AlexsLemonade / alsf-scpca

Management and analysis tools for ALSF Single-cell Pediatric Cancer Atlas data.
BSD 3-Clause "New" or "Revised" License
0 stars 1 forks source link

Add cellsnp module to genetic demux #152

Closed jashapiro closed 2 years ago

jashapiro commented 2 years ago

This PR adds two steps to the genetic demux pseudo-workflow (#127). The first is taking the output from STARsolo and mpileup to call genotypes for each cell barcode with cellsnp-lite. The second is to use those genotype calls to assign samples for each cell barcode with vireo.

The first step had some challenges, which I ultimately realized were due to the fact that I was trying to call SNPs for all 10X barcodes. So In this iteration I am using the calls from STARsolo.

Based on the previous STARsolo options, this means that we are using the emptydrops_CR setting to call cells, which should be fine, but we might want to adjust later. We could potentially use a low threshold to include more cells in that set, but we would have to get quite lucky for a low count cell to have sufficient SNPs to identify the sample of origin, so that might not be necessary.

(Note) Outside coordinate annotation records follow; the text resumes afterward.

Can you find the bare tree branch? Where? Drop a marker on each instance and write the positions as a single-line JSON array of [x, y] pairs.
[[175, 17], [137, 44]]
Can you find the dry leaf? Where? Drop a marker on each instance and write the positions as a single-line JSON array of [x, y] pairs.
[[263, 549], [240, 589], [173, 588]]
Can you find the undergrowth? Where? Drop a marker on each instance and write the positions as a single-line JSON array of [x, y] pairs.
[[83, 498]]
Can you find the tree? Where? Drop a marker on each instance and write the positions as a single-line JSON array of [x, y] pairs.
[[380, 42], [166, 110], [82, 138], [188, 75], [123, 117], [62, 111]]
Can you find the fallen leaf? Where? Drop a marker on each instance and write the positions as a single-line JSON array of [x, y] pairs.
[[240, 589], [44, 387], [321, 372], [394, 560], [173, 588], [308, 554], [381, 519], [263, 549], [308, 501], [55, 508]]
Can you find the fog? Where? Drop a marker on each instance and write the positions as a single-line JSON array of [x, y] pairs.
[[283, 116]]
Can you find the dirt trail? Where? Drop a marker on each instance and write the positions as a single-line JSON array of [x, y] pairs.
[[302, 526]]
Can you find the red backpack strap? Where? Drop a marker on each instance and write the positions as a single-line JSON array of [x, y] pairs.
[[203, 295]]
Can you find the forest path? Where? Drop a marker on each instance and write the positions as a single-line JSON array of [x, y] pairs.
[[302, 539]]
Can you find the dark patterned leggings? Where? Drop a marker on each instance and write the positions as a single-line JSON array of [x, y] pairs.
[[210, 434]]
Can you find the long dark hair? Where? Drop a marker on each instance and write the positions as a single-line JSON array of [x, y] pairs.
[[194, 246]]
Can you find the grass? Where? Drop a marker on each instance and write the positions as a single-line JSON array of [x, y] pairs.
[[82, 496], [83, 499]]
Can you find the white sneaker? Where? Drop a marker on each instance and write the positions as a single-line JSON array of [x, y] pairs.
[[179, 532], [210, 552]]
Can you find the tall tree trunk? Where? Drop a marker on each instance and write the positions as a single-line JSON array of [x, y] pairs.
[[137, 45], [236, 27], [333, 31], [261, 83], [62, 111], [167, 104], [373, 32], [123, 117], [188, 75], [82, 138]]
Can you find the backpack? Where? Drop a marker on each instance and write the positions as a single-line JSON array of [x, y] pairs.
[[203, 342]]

As it stands, there were ~13,000 cells identified in the sample that I looked at, and cellsnp/vireo assigned 7,751 (58%) of them as single cells with assigned samples. (201 were assigned as doublets). There is certainly the chance that there would be some changes there with different thresholds, but I have not explored that yet (I seem to recall that the "standard" emptydrops threshold had many more cells, but I would have to look at that)

A few other notable points:

Next steps

Following this PR, I plan to go in two directions: One is to look more closely at the results as they stand to see how they might compare to previous demultiplexing with Seurat (since that made more calls), and generally look at the questions of which samples are getting called vs. not having enough information. I also plan integrate all steps into a single workflow, where we can start with a run or library id, find the relevant bulk samples, then do all mapping and genotyping to calling cells from start to finish. There may need to be a bit more planning on what we want the outputs to look like, and which options to use, but I think we now have all the components we need.

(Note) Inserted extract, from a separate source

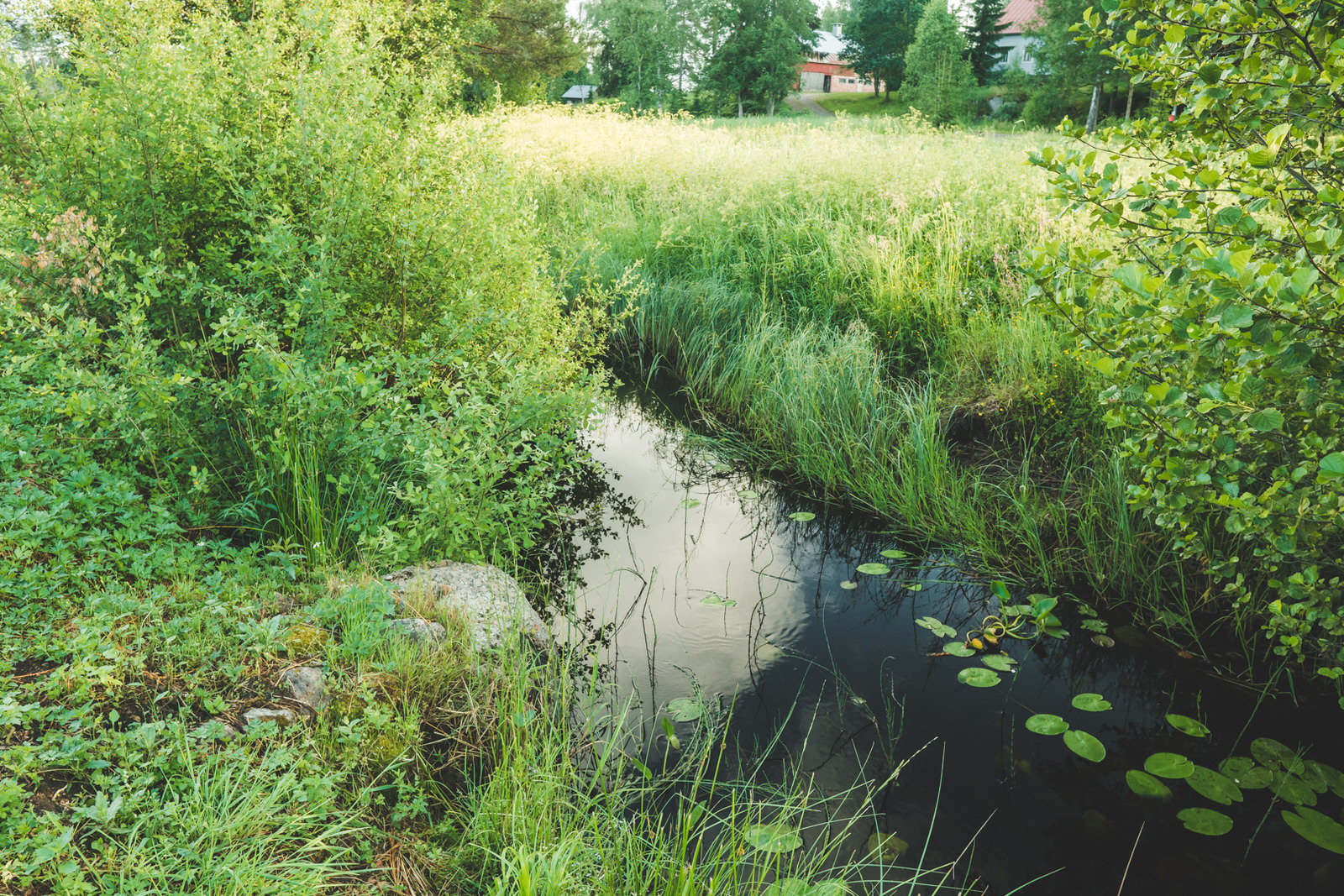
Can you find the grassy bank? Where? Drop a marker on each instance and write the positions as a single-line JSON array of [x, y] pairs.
[[847, 297]]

jashapiro commented 2 years ago

In your PR you mentioned that you are using emptydrops_CR call cells and that you are getting ~13,000 cells that are identified in the sample and then cellsnp/vireo is assigning 7,751 of them. I definitely remember you identifying upwards of 50,000 cells using Alevin-fry + filtering with empty Drops or am I interpreting something incorrectly here? I'm just curious as to why this may be giving such drastic differences in results just with identifying the cells.

Yeah, I'm not sure! It could be a difference since these are nuclei, and default emptydrops might not be performing as well, and/or an edge case where there is really a large difference between emptydrops and emptydrops_CR. Or it could be a more general divergence between alevin-fry and starsolo. It is something I may look into a bit more as part of #155.